The proliferation of dual-clutch transmissions this year prompted another revelation that never occurred to me back when the VW/Audi DSG was the only game in town. Namely, that the success of such a gearbox depends less on its technical execution than on the personality of the car in which it's installed. When VW first introduced DSG, I liked it so much that I figured I'd enjoy it in any car. But, although a dual-clutch transmission is perfect for an upscale hot-hatch Volkswagen R32, and I can't imagine the technologically avant-garde Nissan GT-R with anything else, I was turned off by the dual-clutch transmissions in the Mitsubishi Lancer Evo MR and the Porsche 911 Carrera 4S. Not because there was anything inherently wrong with those gearboxes - both whipped off instant upshifts and flawless, rev-matched downshifts - but because they don't seem to suit their host vehicles.

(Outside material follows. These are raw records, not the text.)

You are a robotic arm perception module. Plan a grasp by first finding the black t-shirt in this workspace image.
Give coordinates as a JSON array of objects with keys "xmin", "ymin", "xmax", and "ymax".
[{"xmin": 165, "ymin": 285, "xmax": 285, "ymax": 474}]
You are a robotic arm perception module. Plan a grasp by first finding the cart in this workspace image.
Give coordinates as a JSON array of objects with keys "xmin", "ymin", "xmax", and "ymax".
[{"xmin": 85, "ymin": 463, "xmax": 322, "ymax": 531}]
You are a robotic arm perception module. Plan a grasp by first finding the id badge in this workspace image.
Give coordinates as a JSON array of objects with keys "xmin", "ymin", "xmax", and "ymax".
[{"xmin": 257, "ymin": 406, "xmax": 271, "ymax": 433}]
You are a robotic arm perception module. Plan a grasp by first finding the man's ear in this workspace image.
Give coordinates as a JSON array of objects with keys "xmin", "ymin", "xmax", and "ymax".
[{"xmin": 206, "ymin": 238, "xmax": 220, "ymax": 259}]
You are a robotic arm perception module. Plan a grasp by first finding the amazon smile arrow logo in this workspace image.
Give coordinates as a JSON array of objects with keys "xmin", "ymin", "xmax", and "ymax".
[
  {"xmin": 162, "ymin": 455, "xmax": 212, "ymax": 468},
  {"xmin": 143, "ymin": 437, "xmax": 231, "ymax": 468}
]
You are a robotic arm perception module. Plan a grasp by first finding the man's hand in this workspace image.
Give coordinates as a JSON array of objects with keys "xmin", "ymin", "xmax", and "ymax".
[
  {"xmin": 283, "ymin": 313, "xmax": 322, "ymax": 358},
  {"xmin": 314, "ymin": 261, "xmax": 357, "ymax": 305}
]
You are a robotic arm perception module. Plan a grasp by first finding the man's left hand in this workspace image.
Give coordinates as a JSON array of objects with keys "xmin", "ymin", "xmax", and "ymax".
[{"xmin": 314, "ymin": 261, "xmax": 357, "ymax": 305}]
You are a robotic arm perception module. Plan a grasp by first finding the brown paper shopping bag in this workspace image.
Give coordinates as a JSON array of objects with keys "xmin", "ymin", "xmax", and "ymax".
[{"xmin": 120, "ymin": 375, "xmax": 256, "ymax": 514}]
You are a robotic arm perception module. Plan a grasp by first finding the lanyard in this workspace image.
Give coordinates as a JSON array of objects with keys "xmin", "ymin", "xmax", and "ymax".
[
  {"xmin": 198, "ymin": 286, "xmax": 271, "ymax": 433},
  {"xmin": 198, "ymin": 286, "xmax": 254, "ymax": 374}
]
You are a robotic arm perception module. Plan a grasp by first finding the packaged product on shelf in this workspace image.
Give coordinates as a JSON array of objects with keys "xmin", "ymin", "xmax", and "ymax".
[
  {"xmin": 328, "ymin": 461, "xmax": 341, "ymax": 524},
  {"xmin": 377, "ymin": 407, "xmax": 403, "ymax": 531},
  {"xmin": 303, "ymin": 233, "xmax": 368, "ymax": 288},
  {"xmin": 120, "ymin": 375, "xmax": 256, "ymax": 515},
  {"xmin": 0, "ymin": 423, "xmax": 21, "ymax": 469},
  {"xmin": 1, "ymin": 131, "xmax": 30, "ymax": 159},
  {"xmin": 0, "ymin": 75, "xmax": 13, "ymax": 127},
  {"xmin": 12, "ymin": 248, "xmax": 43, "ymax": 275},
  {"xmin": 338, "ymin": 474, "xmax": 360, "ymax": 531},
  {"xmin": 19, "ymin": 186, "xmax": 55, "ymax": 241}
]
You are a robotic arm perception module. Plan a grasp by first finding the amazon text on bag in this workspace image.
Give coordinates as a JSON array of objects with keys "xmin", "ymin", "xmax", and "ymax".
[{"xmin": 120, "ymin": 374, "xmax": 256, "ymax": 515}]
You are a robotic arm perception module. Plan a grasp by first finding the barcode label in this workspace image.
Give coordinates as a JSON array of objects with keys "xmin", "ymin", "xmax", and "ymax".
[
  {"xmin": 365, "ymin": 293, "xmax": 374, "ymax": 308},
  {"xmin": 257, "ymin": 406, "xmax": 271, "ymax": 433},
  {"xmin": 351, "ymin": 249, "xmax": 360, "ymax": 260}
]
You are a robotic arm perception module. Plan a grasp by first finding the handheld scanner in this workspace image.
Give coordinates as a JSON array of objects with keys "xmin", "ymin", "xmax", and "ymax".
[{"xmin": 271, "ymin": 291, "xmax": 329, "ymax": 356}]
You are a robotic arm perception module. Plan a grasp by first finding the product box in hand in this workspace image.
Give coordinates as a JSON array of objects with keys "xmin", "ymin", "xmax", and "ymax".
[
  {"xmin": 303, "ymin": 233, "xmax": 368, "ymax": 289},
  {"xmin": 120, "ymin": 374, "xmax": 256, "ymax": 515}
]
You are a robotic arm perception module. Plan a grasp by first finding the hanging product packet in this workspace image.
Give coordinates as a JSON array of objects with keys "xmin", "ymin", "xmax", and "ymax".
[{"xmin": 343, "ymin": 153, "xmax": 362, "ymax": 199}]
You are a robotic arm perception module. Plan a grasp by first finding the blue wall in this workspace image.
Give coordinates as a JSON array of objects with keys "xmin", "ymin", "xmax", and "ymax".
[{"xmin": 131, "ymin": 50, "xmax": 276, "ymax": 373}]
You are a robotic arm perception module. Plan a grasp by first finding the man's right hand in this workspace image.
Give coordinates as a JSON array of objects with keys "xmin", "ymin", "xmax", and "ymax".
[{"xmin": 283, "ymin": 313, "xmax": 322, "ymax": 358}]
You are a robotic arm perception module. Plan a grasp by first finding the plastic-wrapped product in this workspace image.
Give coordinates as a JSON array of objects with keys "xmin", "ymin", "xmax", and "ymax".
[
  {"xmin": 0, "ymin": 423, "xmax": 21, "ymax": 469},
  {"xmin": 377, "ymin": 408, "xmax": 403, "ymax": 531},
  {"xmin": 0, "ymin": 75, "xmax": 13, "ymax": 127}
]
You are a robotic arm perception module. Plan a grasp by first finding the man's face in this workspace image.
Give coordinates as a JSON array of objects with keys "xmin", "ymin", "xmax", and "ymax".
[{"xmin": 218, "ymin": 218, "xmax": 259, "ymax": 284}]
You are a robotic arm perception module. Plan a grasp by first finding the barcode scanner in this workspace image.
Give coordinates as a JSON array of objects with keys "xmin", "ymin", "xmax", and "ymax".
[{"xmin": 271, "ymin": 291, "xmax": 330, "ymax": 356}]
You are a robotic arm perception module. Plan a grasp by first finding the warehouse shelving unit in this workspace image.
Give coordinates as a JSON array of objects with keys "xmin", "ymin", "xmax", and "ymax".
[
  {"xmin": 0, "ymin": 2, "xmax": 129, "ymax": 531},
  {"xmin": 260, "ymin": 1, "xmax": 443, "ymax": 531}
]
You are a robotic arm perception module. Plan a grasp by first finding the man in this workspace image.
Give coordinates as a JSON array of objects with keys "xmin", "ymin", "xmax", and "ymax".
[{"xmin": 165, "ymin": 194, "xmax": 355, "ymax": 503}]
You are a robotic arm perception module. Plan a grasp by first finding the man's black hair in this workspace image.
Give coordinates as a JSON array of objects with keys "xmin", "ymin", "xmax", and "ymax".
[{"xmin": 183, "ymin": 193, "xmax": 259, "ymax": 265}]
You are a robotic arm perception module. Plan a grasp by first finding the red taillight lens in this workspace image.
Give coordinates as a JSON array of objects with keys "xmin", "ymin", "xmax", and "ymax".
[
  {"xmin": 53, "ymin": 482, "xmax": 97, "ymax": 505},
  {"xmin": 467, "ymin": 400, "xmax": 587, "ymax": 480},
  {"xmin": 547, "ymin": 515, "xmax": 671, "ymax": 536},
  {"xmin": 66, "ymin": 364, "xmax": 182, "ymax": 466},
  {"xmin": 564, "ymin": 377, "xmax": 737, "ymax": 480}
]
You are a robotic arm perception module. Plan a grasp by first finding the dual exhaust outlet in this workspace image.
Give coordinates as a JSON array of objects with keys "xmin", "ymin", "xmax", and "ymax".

Driving a dual-clutch Evo or 911 is like inviting a legendarily debased friend on a trip to Vegas and learning that he's stopped carousing and become the director of a charity called Worthy Causes That You Really Can't Make Fun Of. You can't fault the guy, but his newfound maturity is secretly disappointing.
Also disappointing were the 911's seats. After the five-hour drive back to Ann Arbor, my notebook included the following observation: "I'm not Andre the Giant, but at about six feet and 180 pounds, I am too wide for the seats. The 911's optional "comfort" seats look like they were molded for Mary-Kate Olsen. What gives? Germans are a hearty, schnitzel-eating people. They're deluding their beefy, beer-loving Hun selves by building seats sized for tapeworm-infested woodland fairies."
Narrow bolsters notwithstanding, I'm not complaining about the chance to rack up a few hundred miles on a 911, but I'll admit it wasn't my first choice for the long trip back. I wanted the Challenger. Alas, at 8 a.m. its space in the hotel parking lot was vacant, some early riser already rockin' down the highway. I shouldn't have been surprised.